Sunday, December 04, 2005

The GOP's play for black voters

Several of Alabama's most prominent Republican leaders made an effort to reach out to black voters Saturday during an economic affairs summit in Montgomery.

Gov. Bob Riley and U.S. Sen. Jeff Sessions, R-Ala., both focused on the GOP's economic policies, with Riley telling members of the black Republican caucus that "[t]here is not a place in Alabama you'll feel more at home, if you believe in entrepreneurship, than in the Republican Party." (The Libertarians might squabble with you on that point, but that's neither here nor there.)

Sessions also said he thinks the party's stated opposition to abortion and gay marriage could help to lure socially conservative blacks away from the Democratic Party. It's possible, but the raging public sentiment to ban gay marriage 20 or 30 times seems to have died down a bit after everyone took a deep breath and the national Republicans got what they wanted during the 2004 elections.
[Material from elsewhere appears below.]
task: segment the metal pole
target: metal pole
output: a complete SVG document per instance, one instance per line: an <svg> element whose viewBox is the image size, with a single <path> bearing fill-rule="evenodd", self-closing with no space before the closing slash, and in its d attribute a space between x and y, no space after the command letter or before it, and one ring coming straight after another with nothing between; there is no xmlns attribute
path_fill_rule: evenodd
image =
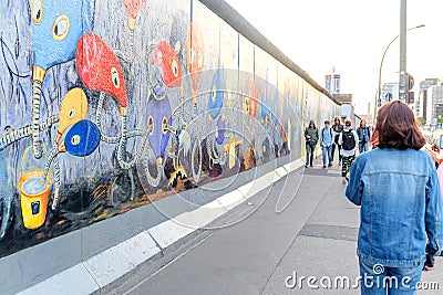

As for abortion, it's been a contentious issue in America for decades, so most voters who would change their party affiliation one way or another based on that issue are already locked into their respective camps.

State GOP chairwoman Twinkle Andress Cavanaugh, whose given name entertains me, decided Saturday's event was as good a time as any to castigate the Revs. Jesse Jackson and Al Sharpton.


Blogger Susan of LocalTint said...

"They don't want you to believe the American dream is available to everyone."

Bahaha...that's sooo rich. Yes, listen to the privileged white lady, black America, she knows much more about your situation than Jackson or Sharpton. Don't mind that she clutches her purse extra close every time you walk by; she really is concerned for you.